Révolutions, guerres, émeutes… Le climat a été accusé de bien des maux. Un examen plus poussé montre que,
s’il est loin d’être le seul responsable, il a souvent figuré parmi les agents déclencheurs des crises sociales.
« Le milieu du 17è siècle a connu plus de crises autour du globe que n’importe quelle période précédente » résume Geoffrey Parker, historien britannique, expert en histoire militaire et en histoire moderne. Il y dénombre plus de guerres simultanées que durant n’importe quelle autre période de l’histoire, jusqu’aux années 1940. La raison en reviendrait à la répétition d’années exceptionnellement froides, aux saisons devenues folles. Les Égyptiens, selon les chroniques ottomanes découvrent les manteaux en fourrure. En 1642, Tokyo croule sous la neige en novembre. Les étés en Europe sont singulièrement froids. Une sècheresse exceptionnelle frappe la Chine et l’Ouest américain, et va durer 30 ans dans l’archipel indonésien. En Égypte, le Nil est au plus bas entre 1640 et 1643. A Madrid, la famille royale prie pour que la pluie revienne.
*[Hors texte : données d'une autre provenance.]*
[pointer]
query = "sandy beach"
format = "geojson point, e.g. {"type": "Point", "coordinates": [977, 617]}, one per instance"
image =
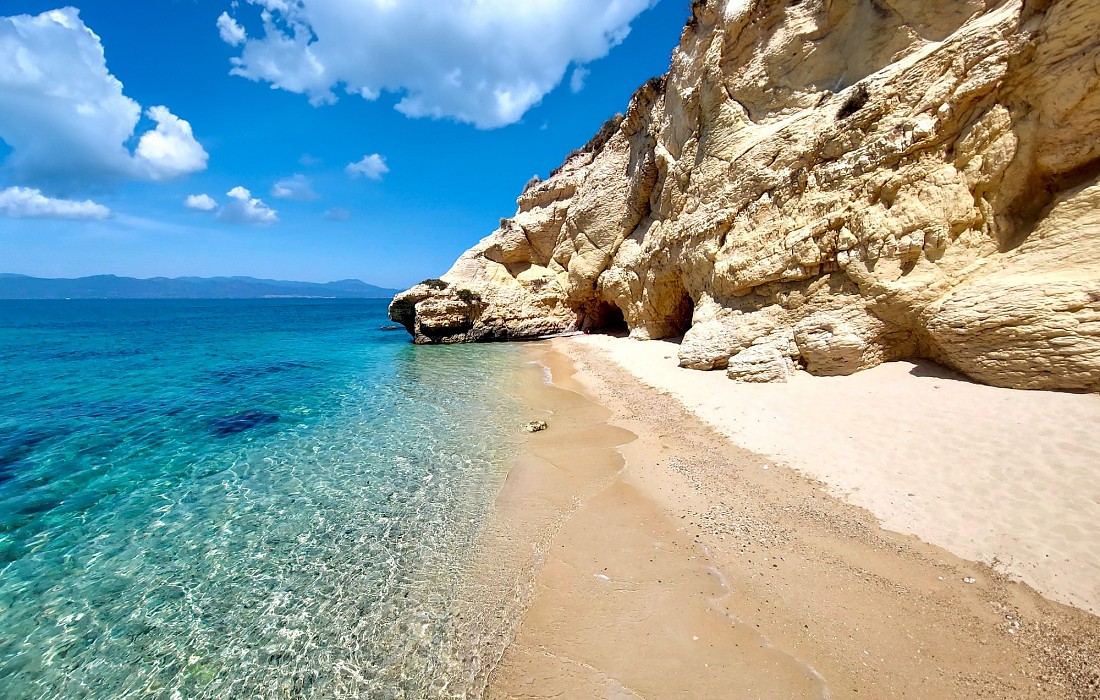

En France, l’hiver 1789 est qualifié par Leroy Ladurie de « rudissime ». La France est touchée par une vague de froid qui s’étend de fin novembre 1788 à janvier 1789. Le 7 janvier, on relève -12°C au thermomètre à Paris. La Seine est gelée. On craint les inondations car les glaçons charriés par la Seine bouchent les ponts. L’approvisionnement des ports de Paris en bois de chauffage et en blé est compromis car les ports parisiens sont fermés. Pourtant, ce n’est pas ce grand froid qui déclenche la révolution de 1789, puisque tout semble joué depuis la très mauvaise récolte de blé de 1788. Mais la rudesse du climat va rendre le manque de blé et la cherté du pain encore plus dramatiques.
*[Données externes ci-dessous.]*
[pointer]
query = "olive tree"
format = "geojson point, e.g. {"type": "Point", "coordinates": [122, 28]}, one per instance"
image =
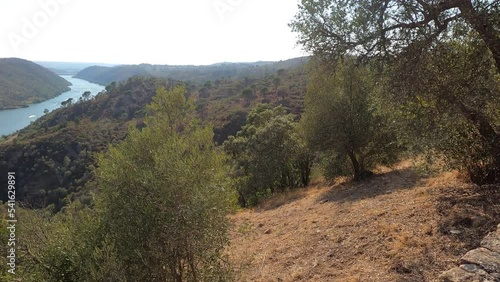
{"type": "Point", "coordinates": [165, 195]}
{"type": "Point", "coordinates": [341, 121]}
{"type": "Point", "coordinates": [268, 154]}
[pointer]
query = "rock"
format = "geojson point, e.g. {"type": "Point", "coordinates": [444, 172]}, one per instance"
{"type": "Point", "coordinates": [457, 274]}
{"type": "Point", "coordinates": [488, 260]}
{"type": "Point", "coordinates": [492, 242]}
{"type": "Point", "coordinates": [473, 268]}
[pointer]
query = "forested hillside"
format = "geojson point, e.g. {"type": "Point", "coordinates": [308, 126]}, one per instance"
{"type": "Point", "coordinates": [378, 160]}
{"type": "Point", "coordinates": [23, 82]}
{"type": "Point", "coordinates": [105, 75]}
{"type": "Point", "coordinates": [54, 156]}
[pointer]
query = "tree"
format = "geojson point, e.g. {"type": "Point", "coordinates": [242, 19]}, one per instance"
{"type": "Point", "coordinates": [248, 94]}
{"type": "Point", "coordinates": [268, 154]}
{"type": "Point", "coordinates": [383, 28]}
{"type": "Point", "coordinates": [165, 195]}
{"type": "Point", "coordinates": [453, 108]}
{"type": "Point", "coordinates": [341, 122]}
{"type": "Point", "coordinates": [67, 103]}
{"type": "Point", "coordinates": [86, 95]}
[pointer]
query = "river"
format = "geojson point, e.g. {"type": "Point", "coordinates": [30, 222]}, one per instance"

Cependant, l’émergence des révolutions est bien évidemment trop complexe pour espérer trouver une cause unique et incontestable. Le changement climatique n'est qu'un élément parmi d'autres, qu’une pierre de plus à l’édifice de la colère, et aucune relation parfaite de causalité ne peut être tirée. il paraît cependant raisonnable de le considérer comme une pièce essentielle du puzzle. Le changement climatique joue le rôle déclencheur, comme la gâchette du pistolet.
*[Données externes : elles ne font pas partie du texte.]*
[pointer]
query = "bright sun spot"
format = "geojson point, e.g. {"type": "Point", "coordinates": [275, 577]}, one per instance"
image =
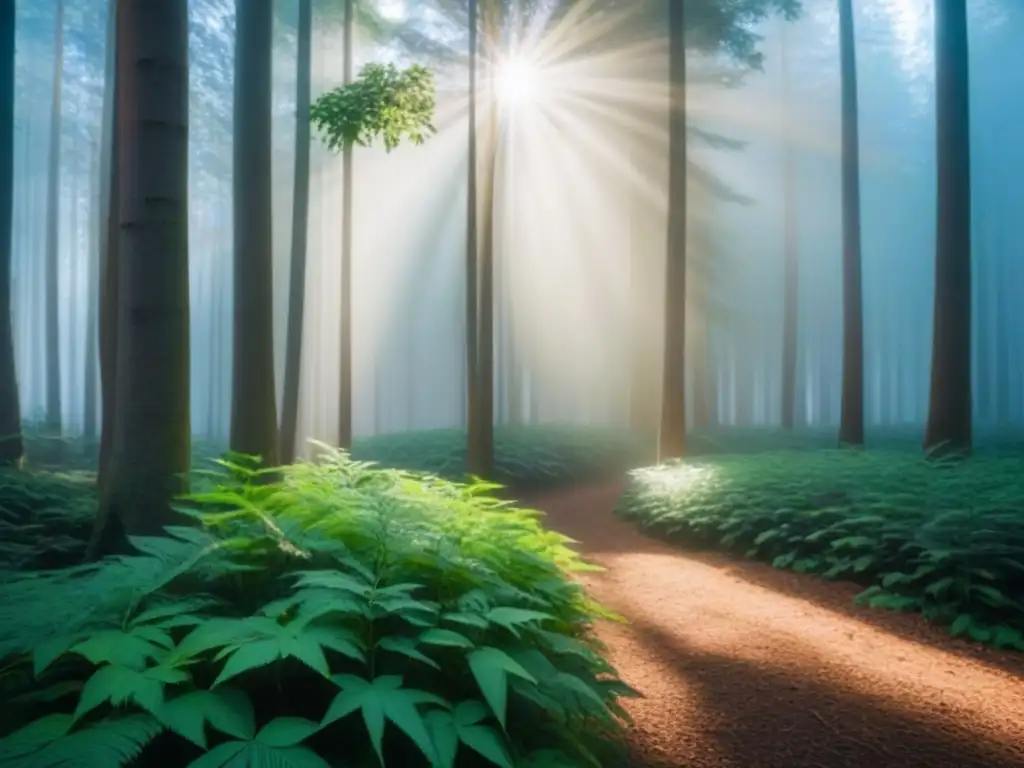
{"type": "Point", "coordinates": [516, 81]}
Le changement climatique et le Printemps Arabe
|
Stress Hydrique : le monde arabe en zone rouge |
Le Monde Arabe couvre une région aride, où les terres cultivables sont rares et la question de l’approvisionnement alimentaire est politiquement sensible. Déjà en janvier 1977, les émeutes du pain en Égypte avaient marqué les esprits et fait vaciller le régime (79 morts, plus de 500 blessés et de 1000 arrestations). En Tunisie, fin décembre 1983, suite à une injonction du FMI de stabiliser l’économie tunisienne, le gouvernement annonce l’augmentation des prix du pain et des produits céréaliers. Officiellement, les "émeutes du pain" font 70 morts.
Jeune Afrique du 18 janvier avance, d’après son décompte effectué dans les hôpitaux, les chiffres de 143 morts et un millier d’arrestations.
Or, en 2010 et 2011, un enchaînement catastrophe se produit : des phénomènes climatiques extrêmes (vagues de chaleur, vagues de froid, fortes intempéries) font chuter dramatiquement le niveau des récoltes de blé en Russie (-32.7%), en Ukraine (-19.3%), au Canada (-13.7%), en Australie (-8.7%). Au même moment, la Chine connaît une sécheresse hivernale exceptionnelle : le géant asiatique achète alors une énorme quantité du blé sur les marchés internationaux. Les cours du blé explosent : de 157$ la tonne en juin 2010 à 326$ la tonne en février 2011. En mars 2011, les prix des denrées alimentaires ont atteint en Égypte, leur plus haut historique.
Les pays arabes, non pétroliers (Tunisie, Égypte, Maroc, Jordanie, Syrie, Yémen, etc.) seront parmi les plus touchés par cette vertigineuse hausse des prix. En effet, parmi les 10 plus gros importateurs de blé ... 8 sont des pays arabes ; en outre, les populations consacrent à la nourriture une partie significative de leurs revenus (45% au Yémen, 40% en Jordanie, 39% en Égypte, 35% en Tunisie) - comme le montre le tableau ci-dessous, tiré du rapport du CAP [1].
De là à dire que la révolte sociale des révolutions arabes peut s’expliquer par ces prix exceptionnellement hauts, il n’y a qu’un pas. Rappelons-nous : à Tunis et dans beaucoup de villes, pendant « la révolution », on brandissait des pains.